3章2話 記憶
「なるほどな、それでとりあえずうちに来たと」
「うん、ごめん。どうしよってなった時に最初に思いついちゃって……」
俺は茜がそう話すのに大丈夫だと安心させるように頷いて、件の老婦人の方を見た。
ひとまず二人を家に上げて、お茶を淹れているところである。今は詩音と二人でにこにこと話をしてくれているので、お茶を蒸している間に、もう少し茜と話を詰めておきたいところだった。
「実際、俺も素人だしわからんのだが……」
「うん、多分認知症じゃないかなって思う。親戚でも最初はちょっとした直近の記憶から無くなっていって、最後はどんどん会話できなくなっていった感じだけど、恵美子さんは会話は普通にできるし、こうして住所のこととかなければわからなかったと思うから軽度なんだと思うんだけど」
「そうだな、めちゃくちゃ品があるし逆にそこでわかって良かったのかもな……ただ、娘さんとはぐれたってことは今頃探してるんだろうし、先に警察に連絡したほうが良かったんじゃねぇか?」
「うーん、それがねぇ」
「あ、一応言っとくが迷惑って意味で言ってんじゃねぇからな」
考えるように言葉を選ぶ茜に俺がそう付け加えると、茜はへへ、と笑って俺を見る。少し照れたような、そして喜んでいるような、はにかむような。
そしてそれを見て思い出したことがあった。
昔から捨て犬だの猫だの、迷子の子どもだの、そういうものをよく見つけては付き合わされたものだったか。
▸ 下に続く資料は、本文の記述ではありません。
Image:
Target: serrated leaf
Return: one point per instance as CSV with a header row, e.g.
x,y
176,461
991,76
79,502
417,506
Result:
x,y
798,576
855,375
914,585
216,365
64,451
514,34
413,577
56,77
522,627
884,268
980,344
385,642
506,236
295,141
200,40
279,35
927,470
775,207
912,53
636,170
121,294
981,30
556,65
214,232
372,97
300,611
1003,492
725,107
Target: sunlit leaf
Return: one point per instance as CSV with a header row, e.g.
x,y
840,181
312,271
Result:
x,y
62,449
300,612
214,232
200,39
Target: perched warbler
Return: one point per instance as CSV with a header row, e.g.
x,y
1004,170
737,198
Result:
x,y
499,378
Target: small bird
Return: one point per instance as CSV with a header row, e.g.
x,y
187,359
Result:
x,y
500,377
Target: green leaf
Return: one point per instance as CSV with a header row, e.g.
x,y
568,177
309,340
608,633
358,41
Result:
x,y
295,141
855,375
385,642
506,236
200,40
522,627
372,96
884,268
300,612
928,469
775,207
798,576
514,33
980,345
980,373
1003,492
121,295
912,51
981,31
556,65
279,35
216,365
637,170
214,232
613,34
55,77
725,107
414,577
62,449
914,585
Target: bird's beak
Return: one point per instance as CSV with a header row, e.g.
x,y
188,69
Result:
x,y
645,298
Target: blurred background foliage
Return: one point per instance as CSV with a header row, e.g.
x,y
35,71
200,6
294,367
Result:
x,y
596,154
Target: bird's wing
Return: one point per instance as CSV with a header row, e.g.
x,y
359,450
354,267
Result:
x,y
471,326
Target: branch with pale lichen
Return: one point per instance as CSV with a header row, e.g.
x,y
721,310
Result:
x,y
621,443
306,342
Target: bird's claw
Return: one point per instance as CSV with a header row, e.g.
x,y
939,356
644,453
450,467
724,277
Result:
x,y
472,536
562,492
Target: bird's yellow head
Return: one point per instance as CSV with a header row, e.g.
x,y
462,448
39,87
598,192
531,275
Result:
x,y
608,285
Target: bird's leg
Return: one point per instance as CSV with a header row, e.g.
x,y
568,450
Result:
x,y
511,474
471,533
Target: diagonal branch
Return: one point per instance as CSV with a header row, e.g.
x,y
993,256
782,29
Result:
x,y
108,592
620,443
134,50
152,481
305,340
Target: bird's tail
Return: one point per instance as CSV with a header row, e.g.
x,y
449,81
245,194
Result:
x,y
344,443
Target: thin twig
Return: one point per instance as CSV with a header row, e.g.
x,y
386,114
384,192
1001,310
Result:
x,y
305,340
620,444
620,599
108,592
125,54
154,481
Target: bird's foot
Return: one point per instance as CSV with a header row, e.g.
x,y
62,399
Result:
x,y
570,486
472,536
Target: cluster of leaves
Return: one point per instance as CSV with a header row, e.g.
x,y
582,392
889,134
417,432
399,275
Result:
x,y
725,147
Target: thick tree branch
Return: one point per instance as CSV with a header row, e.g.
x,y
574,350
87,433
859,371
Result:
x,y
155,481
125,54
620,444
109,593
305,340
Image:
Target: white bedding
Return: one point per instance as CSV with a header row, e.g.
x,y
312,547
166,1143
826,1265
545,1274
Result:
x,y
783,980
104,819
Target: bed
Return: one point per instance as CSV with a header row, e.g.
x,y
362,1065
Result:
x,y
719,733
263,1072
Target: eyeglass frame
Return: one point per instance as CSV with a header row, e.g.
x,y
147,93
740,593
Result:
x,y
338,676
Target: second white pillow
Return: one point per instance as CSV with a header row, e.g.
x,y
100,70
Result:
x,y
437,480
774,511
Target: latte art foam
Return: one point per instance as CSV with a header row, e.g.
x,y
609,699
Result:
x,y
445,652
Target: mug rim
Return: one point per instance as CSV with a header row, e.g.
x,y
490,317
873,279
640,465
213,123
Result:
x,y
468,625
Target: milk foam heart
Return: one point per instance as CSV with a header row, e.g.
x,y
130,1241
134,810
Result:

「……そういうとこほんと優しいよねぇ、楽は。まぁ実際警察は私も思ったんだけどさ。凄く申し訳無さそうに謝って、落ち着いているように見えるのに凄く悲しそうにも見えて、多分不安でどうしようもなく焦ってるのかなぁって感じたからさ」
「そうか」
「もしかして娘さんって人が近くにいたとしたら、余計なことしてって言われたかもしれないけどね……」
色々気がついて、そして気がつくが故に少しだけ気にしすぎるのは茜の良いところでもあるし悪いところでもあった。
「そりゃ考えても仕方ねぇだろ。お前は良いことをしたよ。それに、お茶でも飲んで、詩音みたいな子どもとちょっとゆっくり話したら、記憶も戻るかもしれないしな」
そんな茜にそう言って肩をとん、と叩いて、こくりと頷いた茜と共に詩音達の方に向かう。
「でねでね、教頭先生がちゃんと謝ってくれて、悠太と仲良くなれたの」
「あらあらそうなのねぇ、詩音くんはお話が上手だわ」
「あ、楽さん。お茶僕も飲みたい」
「おお、少しぬるめにしてあるぞ…………こんにちは改めまして、久我山楽と言います、こっちの茜とは幼馴染でして。これ、お茶です、良ければ一息いれていってください」
詩音が珍しくと言っては何だが、子供らしくこの老婦人には話しているようだった。そんな詩音にもお茶を出しつつ、俺も座って挨拶をすると。
「この度はお邪魔してしまってすみません。加納恵美子と言います」
「いえいえとんでもない。こういう時はお互い様ですから……むしろ驚いたんじゃないですか? 茜は時々強引だから」
恐縮したように、でも来た時に比べると少し落ち着いたように見える恵美子さんに、俺は少し冗談めかして聞いた。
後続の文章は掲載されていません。